Se tivesse feito isso, teria se tornado irrelevante. Sim, continuamos
com as nossas duas características principais: sermos uma empresa de
inovação e aplicarmos novas tecnologias para transformar o modo como a
sociedade realiza negócios. Dentro desse mote, a IBM se reinventou. No
começo, fabricava cortadores de carne e queijo. Depois, passou aos
relógios, à tabulação, aos sistemas de transações e à era dos PCs.
Agora, entra em seu maior período de reinvenção, girando em torno do
valor da coleta e organização de dados em grandes quantidades. Podemos
não ser mais tão evidentes para o consumidor, mas estamos em quase todos
os processos computacionais com os quais as pessoas deparam. Não se
realiza uma transação bancária, nem se pilota um avião, sem ter de
confiar numa de nossas tecnologias.
"Há muita
informação circulando, mas existe pouco conhecimento de como chegar a
ela. Por isso, apenas
20% dos dados do planeta são rastreáveis.
Há 80%
ainda não aproveitados."
Quais são os outros segredos da IBM que fizeram com que ela
sobrevivesse numa indústria caracterizada por mudanças rápidas, na qual,
há uma década, a Microsoft era a marca mais forte e, hoje, passou a ser
dominada por novatas como o Google? A lição é: não proteja o
próprio passado. Deixamos o que eram nossos principais produtos, os PCs,
para focarmos o futuro, para o qual desenvolvemos ferramentas de IA. Há
a sensação de que esta era é marcada por avanços mais rápidos porque
existem várias transições tecnológicas ocorrendo. Empresas como o Google
e o Facebook se apoiaram no que chamo de efeito das redes. É a era
atual. Mas a IBM tem a visão de que está se preparando para o próximo
passo. O valor que se possui em dados digitais será o grande diferencial
na competição entre as pessoas, empresas e governos. Há muita
informação circulando, mas existe pouco conhecimento de como chegar a
ela. Por isso, apenas 20% dos dados do planeta são rastreáveis. Há 80%
ainda não aproveitados.
Onde estão esses 80%? Trata-se, por exemplo, de
todo o histórico de investimentos de risco dos bancos. Ou dos registros
de compras das companhias de varejo. Ou de todos os históricos médicos
de todos os seres humanos. Sistemas tradicionais não conseguem organizar
esse mundaréu de dados. Então precisamos desenvolver IAs que possam
realizar isso. Numa comparação, transformam-se os dados em um tipo de
recurso natural. E quem ganha em cima de recursos naturais? Quem os
detém? Lucra quem consegue extrair algo deles. Com isso, entramos no que
considero ser a era da cognição, na qual as máquinas poderão aprender
sozinhas, com base no conhecimento que humanos experts oferecem a elas,
como lidar com esses dados. As IAs fornecerão bases para que
profissionais possam tomar melhores decisões. Temos um estudo que
revelou que um terço das escolhas humanas é acertado, enquanto outro
terço engloba as medianas, e o outro acaba em erros brutais. A
inteligência cognitiva, nome que prefiro ao de inteligência artificial,
poderá aumentar nosso índice de acerto, criando um mercado que a IBM
estima valer 2 trilhões de dólares.
Já há exemplos práticos do impacto dessa tecnologia?

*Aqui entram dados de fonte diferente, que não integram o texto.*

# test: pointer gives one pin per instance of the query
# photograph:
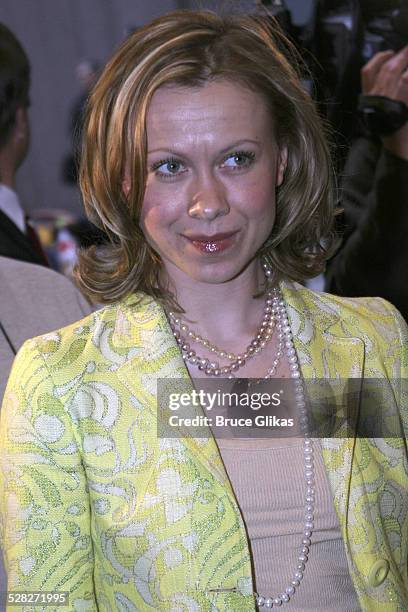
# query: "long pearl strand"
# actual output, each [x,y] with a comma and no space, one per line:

Destacarei um de fácil compreensão. Como funciona se alguém tem câncer e
consulta um oncologista com acesso ao nosso software mais popular, o
Watson? O profissional perguntará ao programa, frente às informações que
possui, quais são os resultados prováveis. Nisso, o Watson acessará,
automaticamente, 20 milhões de páginas de pesquisas sobre câncer,
qualquer artigo científico publicado sobre o assunto, registros médicos e
o histórico daquele paciente específico. Após essa análise, o sistema
apresentará uma resposta com diagnósticos possíveis, testes
recomendáveis e ideias de tratamento. A consequência é que o médico terá
em mãos as melhores ferramentas, e o paciente, respostas objetivas.
Recentemente, encomendamos uma pesquisa ao Massachusetts Institute of
Technology, o MIT, sobre qual seria o impacto da IA nos empregos.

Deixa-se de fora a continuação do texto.